At Whitefield, a sprawling tech hub that is the India home for some of the largest tech companies in the world and also arguably home to some of the largest labour populations, a senior police official had a dire prognosis: “There is considerable resentment. We can convince them to stay put for a couple of days. But, we fear it'll boil over in a couple of days.”
A migrant city
Bengaluru’s rapid growth, which is among the fastest-growing cities in the country, has come on the backs of hundreds of thousands of migrants. The Census 2011 figures estimate that 8.9 percent of the city’s — or, nearly 7.5 lakh of Bengaluru’s then 85 lakh population — had migrated into the city for work recently (less than nine years). This may be a considerable underestimation.
Their desperation to return is seen in the applications for train tickets, which is done through an online form developed by the state government. While over 2.13 lakh migrant workers in the state had registered to return home, barely 9,600 workers had boarded inter-state trains between 3 and 5 May.

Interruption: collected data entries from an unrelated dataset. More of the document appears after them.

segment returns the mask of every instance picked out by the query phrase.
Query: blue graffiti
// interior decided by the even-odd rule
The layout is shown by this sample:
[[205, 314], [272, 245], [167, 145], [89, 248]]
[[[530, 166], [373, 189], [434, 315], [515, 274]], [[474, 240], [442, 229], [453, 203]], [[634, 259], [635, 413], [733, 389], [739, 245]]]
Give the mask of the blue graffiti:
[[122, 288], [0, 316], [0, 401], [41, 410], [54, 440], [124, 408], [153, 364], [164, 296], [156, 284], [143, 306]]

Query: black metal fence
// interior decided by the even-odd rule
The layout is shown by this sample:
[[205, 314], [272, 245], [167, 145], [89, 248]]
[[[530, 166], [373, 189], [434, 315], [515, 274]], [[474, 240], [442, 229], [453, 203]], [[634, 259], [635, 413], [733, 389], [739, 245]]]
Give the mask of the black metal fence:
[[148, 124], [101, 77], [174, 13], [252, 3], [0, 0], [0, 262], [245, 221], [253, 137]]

On 5 May, members of the real estate body Confederation of Real Estate Developers’ Association of India (CREDAI) met with Karnataka chief minister BS Yediyurappa. Along with their demands, which included restarting of construction work as well as free movement of workers between building sites, they expressed a fear of an exodus of migrant labour.

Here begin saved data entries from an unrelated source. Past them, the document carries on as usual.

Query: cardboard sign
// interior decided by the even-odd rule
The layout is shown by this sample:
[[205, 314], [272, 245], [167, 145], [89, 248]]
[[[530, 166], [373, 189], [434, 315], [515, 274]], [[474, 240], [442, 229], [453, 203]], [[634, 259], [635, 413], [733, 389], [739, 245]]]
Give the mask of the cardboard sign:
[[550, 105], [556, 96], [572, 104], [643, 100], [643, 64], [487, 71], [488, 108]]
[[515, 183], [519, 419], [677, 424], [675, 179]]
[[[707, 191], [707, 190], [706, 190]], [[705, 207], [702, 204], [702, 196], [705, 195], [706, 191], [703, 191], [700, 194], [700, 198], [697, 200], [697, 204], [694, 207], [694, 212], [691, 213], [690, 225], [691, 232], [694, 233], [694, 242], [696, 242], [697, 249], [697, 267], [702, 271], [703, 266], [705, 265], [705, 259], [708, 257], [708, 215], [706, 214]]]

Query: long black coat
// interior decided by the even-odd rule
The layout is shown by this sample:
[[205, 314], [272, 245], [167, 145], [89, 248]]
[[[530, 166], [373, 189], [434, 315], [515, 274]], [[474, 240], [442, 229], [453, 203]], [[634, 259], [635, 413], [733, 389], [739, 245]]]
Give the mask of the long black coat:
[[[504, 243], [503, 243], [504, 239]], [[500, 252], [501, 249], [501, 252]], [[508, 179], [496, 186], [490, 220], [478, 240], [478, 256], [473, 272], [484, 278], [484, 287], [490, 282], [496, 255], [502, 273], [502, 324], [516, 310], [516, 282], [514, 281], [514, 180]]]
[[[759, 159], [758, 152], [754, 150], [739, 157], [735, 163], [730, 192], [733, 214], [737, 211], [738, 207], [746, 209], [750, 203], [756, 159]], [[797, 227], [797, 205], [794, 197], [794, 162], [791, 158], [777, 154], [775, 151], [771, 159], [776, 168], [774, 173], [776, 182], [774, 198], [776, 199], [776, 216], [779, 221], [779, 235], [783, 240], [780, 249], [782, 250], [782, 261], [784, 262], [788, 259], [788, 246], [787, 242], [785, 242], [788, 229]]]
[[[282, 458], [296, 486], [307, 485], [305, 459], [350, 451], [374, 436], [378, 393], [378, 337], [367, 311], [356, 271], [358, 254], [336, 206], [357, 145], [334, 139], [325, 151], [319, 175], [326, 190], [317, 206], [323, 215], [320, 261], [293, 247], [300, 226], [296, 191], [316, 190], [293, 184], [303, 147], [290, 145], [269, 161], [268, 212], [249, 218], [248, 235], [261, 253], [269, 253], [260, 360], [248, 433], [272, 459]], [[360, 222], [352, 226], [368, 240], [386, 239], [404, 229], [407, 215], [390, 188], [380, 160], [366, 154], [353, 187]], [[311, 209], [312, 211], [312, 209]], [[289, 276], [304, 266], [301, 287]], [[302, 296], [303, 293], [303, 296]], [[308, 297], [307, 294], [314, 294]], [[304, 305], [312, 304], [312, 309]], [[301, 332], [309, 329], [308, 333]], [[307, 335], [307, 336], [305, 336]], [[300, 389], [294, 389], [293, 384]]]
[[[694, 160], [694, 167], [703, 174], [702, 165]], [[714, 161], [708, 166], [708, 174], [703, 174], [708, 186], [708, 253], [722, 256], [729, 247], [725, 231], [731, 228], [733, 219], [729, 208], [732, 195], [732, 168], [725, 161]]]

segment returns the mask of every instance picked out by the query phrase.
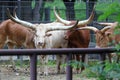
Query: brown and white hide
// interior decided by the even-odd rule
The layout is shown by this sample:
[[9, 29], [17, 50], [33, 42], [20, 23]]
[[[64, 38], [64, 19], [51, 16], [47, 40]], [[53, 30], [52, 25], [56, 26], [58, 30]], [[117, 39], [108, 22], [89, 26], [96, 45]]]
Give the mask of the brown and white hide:
[[[35, 48], [33, 42], [34, 32], [31, 29], [26, 28], [14, 21], [8, 19], [0, 24], [0, 49], [3, 49], [5, 45], [8, 49], [14, 49], [15, 47]], [[13, 68], [15, 63], [10, 57]]]

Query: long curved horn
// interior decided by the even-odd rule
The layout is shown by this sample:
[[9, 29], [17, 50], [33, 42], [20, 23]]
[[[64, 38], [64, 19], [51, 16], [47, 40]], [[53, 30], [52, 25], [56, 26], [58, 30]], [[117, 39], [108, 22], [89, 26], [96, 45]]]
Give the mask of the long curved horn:
[[[56, 12], [55, 10], [55, 7], [54, 7], [54, 14], [55, 14], [55, 17], [58, 19], [59, 22], [63, 23], [63, 24], [66, 24], [66, 25], [69, 25], [71, 23], [71, 21], [68, 21], [68, 20], [64, 20], [62, 19]], [[83, 21], [79, 21], [78, 22], [78, 25], [85, 25], [85, 24], [89, 24], [94, 18], [94, 9], [90, 15], [90, 17], [87, 19], [87, 20], [83, 20]]]
[[17, 6], [13, 10], [13, 16], [18, 19], [17, 15], [16, 15], [16, 9], [17, 9]]
[[102, 26], [112, 26], [113, 23], [98, 23], [99, 25], [102, 25]]
[[93, 19], [94, 19], [94, 11], [95, 11], [95, 6], [93, 7], [93, 10], [91, 12], [90, 17], [87, 20], [79, 21], [78, 22], [78, 26], [80, 26], [80, 25], [86, 25], [86, 24], [91, 23], [93, 21]]
[[55, 10], [55, 7], [53, 8], [53, 11], [54, 11], [55, 17], [57, 18], [57, 20], [58, 20], [59, 22], [61, 22], [61, 23], [63, 23], [63, 24], [66, 24], [66, 25], [69, 25], [69, 24], [71, 23], [71, 22], [68, 21], [68, 20], [62, 19], [62, 18], [57, 14], [57, 12], [56, 12], [56, 10]]
[[49, 26], [47, 28], [47, 31], [72, 29], [77, 26], [78, 22], [79, 21], [76, 21], [76, 23], [74, 25], [70, 25], [70, 26]]
[[101, 29], [101, 32], [105, 33], [108, 29], [112, 28], [112, 26], [106, 26], [103, 29]]
[[89, 17], [87, 20], [79, 21], [79, 22], [78, 22], [78, 26], [79, 26], [79, 25], [85, 25], [85, 24], [91, 23], [92, 20], [93, 20], [93, 18], [94, 18], [94, 10], [92, 11], [90, 17]]
[[22, 21], [22, 20], [20, 20], [20, 19], [18, 19], [18, 17], [15, 15], [15, 17], [13, 17], [11, 14], [10, 14], [10, 11], [9, 11], [9, 9], [7, 8], [7, 15], [8, 15], [8, 17], [12, 20], [12, 21], [14, 21], [14, 22], [16, 22], [16, 23], [18, 23], [18, 24], [21, 24], [21, 25], [23, 25], [23, 26], [25, 26], [25, 27], [29, 27], [29, 28], [31, 28], [31, 29], [35, 29], [35, 25], [34, 24], [32, 24], [32, 23], [30, 23], [30, 22], [27, 22], [27, 21]]
[[76, 30], [92, 30], [94, 32], [98, 31], [98, 29], [96, 27], [93, 27], [93, 26], [81, 27], [81, 28], [77, 28]]

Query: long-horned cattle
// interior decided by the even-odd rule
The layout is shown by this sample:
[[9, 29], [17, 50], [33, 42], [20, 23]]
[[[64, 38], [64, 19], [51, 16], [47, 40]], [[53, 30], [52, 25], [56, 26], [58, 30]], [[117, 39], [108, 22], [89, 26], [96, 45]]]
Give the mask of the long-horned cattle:
[[[45, 23], [32, 24], [30, 22], [18, 19], [16, 14], [13, 17], [9, 11], [8, 11], [8, 16], [14, 22], [21, 24], [27, 28], [31, 28], [35, 32], [35, 35], [33, 37], [35, 47], [41, 48], [41, 49], [66, 47], [67, 41], [64, 39], [65, 31], [67, 29], [76, 27], [76, 25], [78, 24], [78, 21], [72, 25], [64, 25], [59, 22], [52, 22], [52, 23], [46, 23], [46, 24]], [[45, 63], [48, 61], [48, 58], [46, 59], [46, 57], [44, 56], [42, 56], [42, 58], [45, 58]], [[41, 70], [44, 70], [44, 69], [41, 69]], [[45, 68], [44, 73], [46, 75], [48, 74], [47, 68]]]
[[[115, 23], [99, 23], [100, 25], [104, 25], [105, 27], [101, 30], [97, 29], [96, 27], [89, 26], [84, 28], [78, 28], [77, 30], [92, 30], [95, 32], [96, 38], [96, 47], [103, 48], [103, 47], [111, 47], [115, 46], [120, 42], [120, 34], [114, 34], [115, 27], [118, 25], [118, 22]], [[111, 61], [111, 57], [113, 54], [108, 55], [109, 61]], [[118, 62], [118, 60], [117, 60]]]
[[[57, 14], [55, 9], [54, 9], [54, 14], [60, 23], [63, 23], [65, 25], [71, 25], [71, 24], [75, 23], [74, 20], [69, 21], [69, 20], [62, 19]], [[93, 9], [90, 17], [86, 20], [82, 20], [82, 21], [78, 22], [78, 25], [75, 28], [86, 27], [88, 24], [90, 24], [92, 22], [93, 18], [94, 18], [94, 9]], [[68, 48], [88, 48], [89, 42], [90, 42], [90, 31], [89, 30], [77, 30], [77, 31], [75, 31], [74, 30], [75, 28], [66, 31], [65, 38], [68, 40]], [[85, 61], [85, 54], [82, 55], [82, 62]], [[80, 61], [80, 55], [76, 55], [76, 59], [77, 59], [77, 61]], [[81, 71], [83, 69], [84, 69], [84, 67], [81, 68]], [[79, 68], [77, 69], [77, 72], [78, 71], [79, 71]]]
[[[118, 28], [120, 26], [119, 22], [103, 22], [103, 23], [98, 23], [99, 25], [102, 26], [111, 26], [111, 29], [109, 29], [107, 31], [107, 34], [111, 35], [111, 42], [109, 42], [111, 45], [110, 46], [115, 46], [117, 44], [120, 43], [120, 33], [117, 33], [117, 31], [119, 32], [120, 29]], [[115, 33], [116, 32], [116, 33]], [[120, 55], [116, 54], [116, 53], [112, 53], [109, 57], [110, 57], [110, 62], [112, 62], [111, 57], [117, 56], [117, 60], [116, 62], [119, 62], [120, 59]]]
[[[5, 45], [8, 49], [15, 47], [35, 48], [33, 42], [34, 32], [30, 28], [26, 28], [14, 21], [8, 19], [0, 24], [0, 49], [3, 49]], [[12, 67], [15, 69], [15, 63], [10, 57]]]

“Workers should understand that if they go home they'll be quarantined and can't work. Here, they will get work and steady income now that construction can begin," says Suresh Hari, president of CREDAI’s Bengaluru chapter who says more should be done to “counsel” workers.

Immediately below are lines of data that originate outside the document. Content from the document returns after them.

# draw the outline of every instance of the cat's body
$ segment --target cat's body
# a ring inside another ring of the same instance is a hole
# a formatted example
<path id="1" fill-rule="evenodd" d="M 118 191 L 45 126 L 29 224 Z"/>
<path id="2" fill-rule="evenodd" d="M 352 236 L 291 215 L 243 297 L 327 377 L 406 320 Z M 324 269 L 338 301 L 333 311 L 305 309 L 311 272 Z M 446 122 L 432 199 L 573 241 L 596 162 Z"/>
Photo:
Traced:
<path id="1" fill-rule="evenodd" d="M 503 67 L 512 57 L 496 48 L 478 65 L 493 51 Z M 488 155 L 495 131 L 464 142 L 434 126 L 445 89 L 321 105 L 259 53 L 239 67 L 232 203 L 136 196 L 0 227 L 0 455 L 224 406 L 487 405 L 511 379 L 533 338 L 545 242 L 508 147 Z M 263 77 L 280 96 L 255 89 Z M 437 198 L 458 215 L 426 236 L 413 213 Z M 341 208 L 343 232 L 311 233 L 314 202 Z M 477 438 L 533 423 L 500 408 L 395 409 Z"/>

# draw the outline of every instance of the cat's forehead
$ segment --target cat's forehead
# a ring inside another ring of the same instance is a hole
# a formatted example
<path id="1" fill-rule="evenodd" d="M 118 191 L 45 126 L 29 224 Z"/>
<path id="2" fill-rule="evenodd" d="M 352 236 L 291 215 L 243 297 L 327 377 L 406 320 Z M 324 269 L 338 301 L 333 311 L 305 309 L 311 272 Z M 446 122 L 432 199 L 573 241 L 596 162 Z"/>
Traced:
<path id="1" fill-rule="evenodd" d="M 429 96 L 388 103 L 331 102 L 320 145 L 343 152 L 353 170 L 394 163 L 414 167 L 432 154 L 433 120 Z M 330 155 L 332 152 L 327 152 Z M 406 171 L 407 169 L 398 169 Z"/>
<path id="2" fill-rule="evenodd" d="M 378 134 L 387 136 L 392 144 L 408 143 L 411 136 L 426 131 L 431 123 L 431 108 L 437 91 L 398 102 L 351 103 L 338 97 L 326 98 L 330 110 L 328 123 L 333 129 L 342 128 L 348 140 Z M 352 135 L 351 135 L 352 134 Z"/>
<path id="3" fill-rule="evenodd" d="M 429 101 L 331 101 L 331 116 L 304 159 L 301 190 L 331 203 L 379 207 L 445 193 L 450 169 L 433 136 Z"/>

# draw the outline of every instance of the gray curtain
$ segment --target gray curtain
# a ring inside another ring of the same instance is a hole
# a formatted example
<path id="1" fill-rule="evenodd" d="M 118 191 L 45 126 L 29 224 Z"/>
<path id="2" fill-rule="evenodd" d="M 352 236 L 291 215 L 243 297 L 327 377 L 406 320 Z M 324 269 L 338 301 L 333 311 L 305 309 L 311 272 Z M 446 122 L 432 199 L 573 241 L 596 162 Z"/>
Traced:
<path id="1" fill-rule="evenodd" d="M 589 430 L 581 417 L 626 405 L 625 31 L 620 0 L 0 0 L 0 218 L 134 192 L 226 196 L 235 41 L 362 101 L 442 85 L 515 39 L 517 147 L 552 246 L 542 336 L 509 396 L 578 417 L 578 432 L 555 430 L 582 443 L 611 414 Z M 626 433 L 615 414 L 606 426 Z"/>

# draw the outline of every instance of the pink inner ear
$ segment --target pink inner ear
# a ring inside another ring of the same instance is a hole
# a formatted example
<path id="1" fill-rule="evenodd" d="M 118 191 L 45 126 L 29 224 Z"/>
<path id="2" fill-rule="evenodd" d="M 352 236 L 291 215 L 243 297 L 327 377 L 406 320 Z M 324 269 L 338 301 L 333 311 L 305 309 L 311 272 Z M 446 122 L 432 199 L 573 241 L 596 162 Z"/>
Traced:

While BJP leaders have called the cancellation of migrant movements as a “bold move”, over 500 labour unions, organisations and individuals have slammed it as a capitulation of the state government to “appease” the building lobby.
“By not giving the option to take trains back home, the state government has effectively curtailed the fundamental rights of workers, including their freedom of movement and work. This is forced labour,” says Clifton Rosario, an advocate with Manthan Law Chambers who filed an application against the state government’s orders in the Karnataka High Court. “The Ministry of Home Affairs allows for the movement of workers between states. Karnataka’s decision to hold them against their will here just so that cheap labour is available in building sites is grossly illegal,” he says.
Searching for a way home
Far away from the machinations of policy decisions are thousands of migrants who spend their days shuttling from police station to the railway station to their temporary homes in the hope of a passage out of Bengaluru.
At KSR Bengaluru Railway Station, labourers continue to clutch to hope and arrive in groups. They stop to observe an event where volunteers shower roses as a gesture of appreciation to bus drivers who were ferrying persons travelling home to other districts in the state.
But for inter-state migrants, they are greeted with police barricades that have shut off entrances to Bengaluru’s central railway station.
Bipul Gamago, a Saora tribal community from Gajapati district in Odisha, had paid Rs 550 to travel here from his dry-cleaning centre on the outskirts of the city towards the station. “I saw in an Odiya news channel that trains were running between states. We came here thinking we can go back,” says Bipul. “There is no work, there is no money. We have to go back somehow.”
Shabab Ali, 28-year-old, had already spent the day travelling from his home to a police station where he hoped to register for a train ticket, and then to the Central Railway Station. He had migrated from Amroha district in Uttar Pradesh in February to work in the construction of a large hospital. He had already spent Rs 500 travelling. “I’m worried sick about my family. I have to go back now even if it means I’ll end up spending all my earnings,” Ali says.